Case 2 — The fastmcp OPENAI_API_KEY misattribution. A defensive guard had been added to revalidate_fast_gate_threshold.py with a comment blaming "fastmcp's MCP-server config loader" for contaminating the process environment. The guard was effective; the comment was speculation. Investigation showed (a) zero fastmcp imports anywhere in the backend's app/ tree, (b) zero top-level os.environ writes, (c) zero OPENAI_API_KEY matches in the user's shell rc files, and (d) python -m scripts.X in a clean shell does not contaminate the env at all. The actual cause: pydantic-settings prefers process-env over .env files, so a stale shell-level env var (typically exported in a parallel terminal) would override the project key. The comment had been misleading future debuggers since it was written.

Case 3 — The convergent-design moment for the LLM-investigation timeout. While the engineering team was deploying a n_turns * 700 + 1500 token-budget formula to fix an LLM regression (the formula derived from per-turn structured-output token math + reasoning-token overhead), the user — without seeing the deploy — proposed "maybe we can use dynamic cap on tokens depending on number of turns." The two threads converged on the same design. The convergence was treated as confirming evidence and explicitly called out in the post-deploy summary, not dismissed as coincidence.

How: Three operational mechanisms encode these rules.

For "failing test is real until proven stale," the bug-fix lifecycle (Section 3.2) requires investigating the production code change in the touched area before declaring a test stale. Specifically: run git log -- <prod-file> and git log -- <test-file> and compare. If the prod file changed after the test was last touched, the prior is that the test is right and the prod regressed. Run the prod code path manually (REPL, integration test, live invocation) and compare what it does with what the test asserts. Only declare the test stale when (a) the prod change was intentional AND (b) the test wasn't updated in the same commit that should have updated it — and that combination is itself an R2-discipline debt entry, not a "no-op" closure.

For "misattributed-cause is technical debt," code comments on defensive guards must distinguish verified from hypothesized causes. The format is structural: Verified <date> via <method>: <cause> for known causes, Hypothesized <date>: <cause> (untested; defensive guard works regardless) for guesses. When the actual cause is later identified, the comment is updated and any cross-references in memory entries are corrected. Memory entries that documented disproven hypotheses retain the original framing at the bottom for historical fidelity but lead with the corrected diagnosis.

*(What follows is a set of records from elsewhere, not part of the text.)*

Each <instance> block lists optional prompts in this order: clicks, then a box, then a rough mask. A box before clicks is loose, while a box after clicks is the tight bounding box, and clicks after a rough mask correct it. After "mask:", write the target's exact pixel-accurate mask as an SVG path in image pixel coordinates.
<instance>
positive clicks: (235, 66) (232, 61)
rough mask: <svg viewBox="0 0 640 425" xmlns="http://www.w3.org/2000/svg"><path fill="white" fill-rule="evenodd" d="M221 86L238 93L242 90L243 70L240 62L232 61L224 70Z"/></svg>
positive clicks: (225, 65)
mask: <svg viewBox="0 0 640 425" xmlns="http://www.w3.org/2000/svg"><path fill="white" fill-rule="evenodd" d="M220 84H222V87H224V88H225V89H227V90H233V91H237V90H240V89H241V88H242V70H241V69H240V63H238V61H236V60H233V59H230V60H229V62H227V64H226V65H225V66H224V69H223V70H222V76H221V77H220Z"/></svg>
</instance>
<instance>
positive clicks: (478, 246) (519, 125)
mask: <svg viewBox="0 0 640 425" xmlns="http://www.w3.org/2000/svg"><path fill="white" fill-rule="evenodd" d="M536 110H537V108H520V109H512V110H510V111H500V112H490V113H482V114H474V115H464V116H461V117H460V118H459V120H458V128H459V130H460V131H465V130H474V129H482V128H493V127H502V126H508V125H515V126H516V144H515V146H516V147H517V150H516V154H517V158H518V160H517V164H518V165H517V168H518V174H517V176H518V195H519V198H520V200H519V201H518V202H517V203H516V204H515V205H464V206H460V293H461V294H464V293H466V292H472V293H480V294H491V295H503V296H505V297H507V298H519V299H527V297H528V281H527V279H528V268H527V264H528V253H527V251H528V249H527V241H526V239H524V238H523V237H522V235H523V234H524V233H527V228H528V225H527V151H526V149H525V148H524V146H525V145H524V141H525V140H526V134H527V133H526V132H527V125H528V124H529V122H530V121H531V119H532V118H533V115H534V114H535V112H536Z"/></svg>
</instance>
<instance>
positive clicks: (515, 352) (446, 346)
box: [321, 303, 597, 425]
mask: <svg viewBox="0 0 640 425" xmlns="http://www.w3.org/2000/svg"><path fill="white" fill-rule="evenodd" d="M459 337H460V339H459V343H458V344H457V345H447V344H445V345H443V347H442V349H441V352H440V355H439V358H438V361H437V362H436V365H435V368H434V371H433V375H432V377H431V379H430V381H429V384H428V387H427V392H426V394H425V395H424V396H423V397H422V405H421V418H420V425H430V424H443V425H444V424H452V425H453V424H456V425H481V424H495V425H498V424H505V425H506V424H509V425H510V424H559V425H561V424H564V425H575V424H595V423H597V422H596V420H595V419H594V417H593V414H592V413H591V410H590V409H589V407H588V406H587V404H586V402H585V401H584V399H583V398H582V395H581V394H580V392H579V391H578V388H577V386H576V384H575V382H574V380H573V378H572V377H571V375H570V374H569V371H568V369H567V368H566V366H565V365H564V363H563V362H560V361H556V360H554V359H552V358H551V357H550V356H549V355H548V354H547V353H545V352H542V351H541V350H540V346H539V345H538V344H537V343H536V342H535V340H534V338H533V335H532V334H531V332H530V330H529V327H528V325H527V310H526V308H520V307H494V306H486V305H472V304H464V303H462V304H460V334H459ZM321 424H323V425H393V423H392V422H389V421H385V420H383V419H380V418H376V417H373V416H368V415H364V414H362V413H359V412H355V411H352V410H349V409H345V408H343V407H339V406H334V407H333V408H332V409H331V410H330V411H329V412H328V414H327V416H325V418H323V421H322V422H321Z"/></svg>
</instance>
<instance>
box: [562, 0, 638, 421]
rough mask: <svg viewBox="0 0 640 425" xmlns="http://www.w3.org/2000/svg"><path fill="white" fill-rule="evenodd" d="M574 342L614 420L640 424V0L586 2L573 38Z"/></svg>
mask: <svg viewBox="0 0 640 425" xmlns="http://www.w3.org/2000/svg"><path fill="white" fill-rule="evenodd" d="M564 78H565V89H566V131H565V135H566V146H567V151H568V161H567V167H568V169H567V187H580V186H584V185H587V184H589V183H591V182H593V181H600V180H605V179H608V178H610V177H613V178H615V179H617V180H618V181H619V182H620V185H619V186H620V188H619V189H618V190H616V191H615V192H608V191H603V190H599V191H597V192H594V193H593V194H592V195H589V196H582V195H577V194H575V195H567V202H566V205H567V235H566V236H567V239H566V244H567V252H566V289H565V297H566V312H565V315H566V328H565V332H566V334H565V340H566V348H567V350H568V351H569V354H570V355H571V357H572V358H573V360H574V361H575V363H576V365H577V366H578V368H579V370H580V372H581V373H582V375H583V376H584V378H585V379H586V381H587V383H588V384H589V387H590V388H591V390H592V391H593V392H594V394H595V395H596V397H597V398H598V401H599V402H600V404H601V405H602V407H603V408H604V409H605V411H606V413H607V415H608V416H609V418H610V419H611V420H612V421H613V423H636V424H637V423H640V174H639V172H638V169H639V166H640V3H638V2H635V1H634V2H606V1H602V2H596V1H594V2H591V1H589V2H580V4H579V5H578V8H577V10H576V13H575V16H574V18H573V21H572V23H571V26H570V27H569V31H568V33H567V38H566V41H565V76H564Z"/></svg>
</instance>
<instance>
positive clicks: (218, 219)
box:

For "convergent design intuition," the methodology recognizes the convergence as a positive quality signal, not noise. When the AI agent and human reach the same design from different angles, that agreement is documented in the commit message or design doc as a correctness signal. This builds team confidence in agentic execution and creates a feedback loop: human intuitions that converge with AI reasoning are observably correct more often, which calibrates the team's trust in subsequent agentic work.

For documentation-modernization-pass project shape that exercises all three rules at scale, see appendix-n-documentation-excellence-passes.md.